Two cards are drawn from a deck of 52 cards without replacement. what is the probability of getting both cards black or getting one card queen and the other king?
Answers
let b be the event that we get both black cards
n( b)= 26
thus p(b)= 26÷52=1 upon 2
let a be the even that we get one queen and one King
thus n(a) = 16
p(a)=16÷52= 8/26 = 4/13
Given: Two cards are drawn from a deck of 52 cards without replacement.
To find: Probability of getting both cards black or getting one card queen and the other king
Solution: A deck of cards has 52 cards. Out of these 52 cards, 26 are black and 26 are red. There are 12 face cards- 4 queens, 4 kings and 4 jacks in a deck of 52 cards.

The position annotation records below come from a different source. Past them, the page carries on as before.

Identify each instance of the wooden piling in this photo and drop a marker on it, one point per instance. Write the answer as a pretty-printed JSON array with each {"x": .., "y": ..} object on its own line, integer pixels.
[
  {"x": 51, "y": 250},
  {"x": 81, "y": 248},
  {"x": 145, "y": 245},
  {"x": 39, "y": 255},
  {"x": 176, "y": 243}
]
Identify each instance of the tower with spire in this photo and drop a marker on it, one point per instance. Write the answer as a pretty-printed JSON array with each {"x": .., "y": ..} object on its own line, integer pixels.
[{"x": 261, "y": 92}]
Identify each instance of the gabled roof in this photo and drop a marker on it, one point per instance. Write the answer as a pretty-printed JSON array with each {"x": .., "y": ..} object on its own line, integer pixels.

Probability of getting both cards black
Since there are 26 black cards, probability of getting black card in first draw
= Number of black cards/ Total cards
= 26/52
= 1/2
= 0.5
Now, the card is not replaced with another card. Therefore, number of cards= 51 and number of black cards= 25
Probability of getting black card in second draw
= Number of black cards/ Total cards
= 25/51
Probability of getting both cards black
= Probability of getting black in first draw× Probability of getting black card in draw
= 0.5 × 25/51
= 25/102
Probability of getting one card queen and the other card king
There are two cases here:
a- first drawn card is king and second drawn card is queen
Probability of getting a king in first draw
= Number of kings/ Total cards
= 4/52
= 1/13
Since the card is not replaced, total cards now= 51
Probability of getting queen in second draw
= Number of queens / Total cards
= 4/51
Probability of getting a king in first draw and queen in second draw
= 1/13 × 4/51
= 4/663
b- first drawn card is queen and second drawn card is king
Probability of getting a queen in first draw
= Number of queens/ Total cards
= 4/52
= 1/13
Since the card is not replaced, total cards now= 51
Probability of getting king in second draw
= Number of kings / Total cards
= 4/51
Probability of getting a queen in first draw and king in second draw
= 1/13 × 4/51
= 4/663
Therefore, probability of getting a queen and a king
= Probability of getting a king in first draw and queen in second draw + Probability of getting a queen in first draw and king in second draw
= 4/663 + 4/663
= 8/663
Therefore, probability of getting both cards black or getting one card queen and the other king
= probability of getting both cards black + probability of getting one card queen and the other king
= 25/ 102 + 8/663
= 0.245 + 0.012
= 0.257
Therefore, probability of getting both cards black or getting one card queen and the other king is 0.257.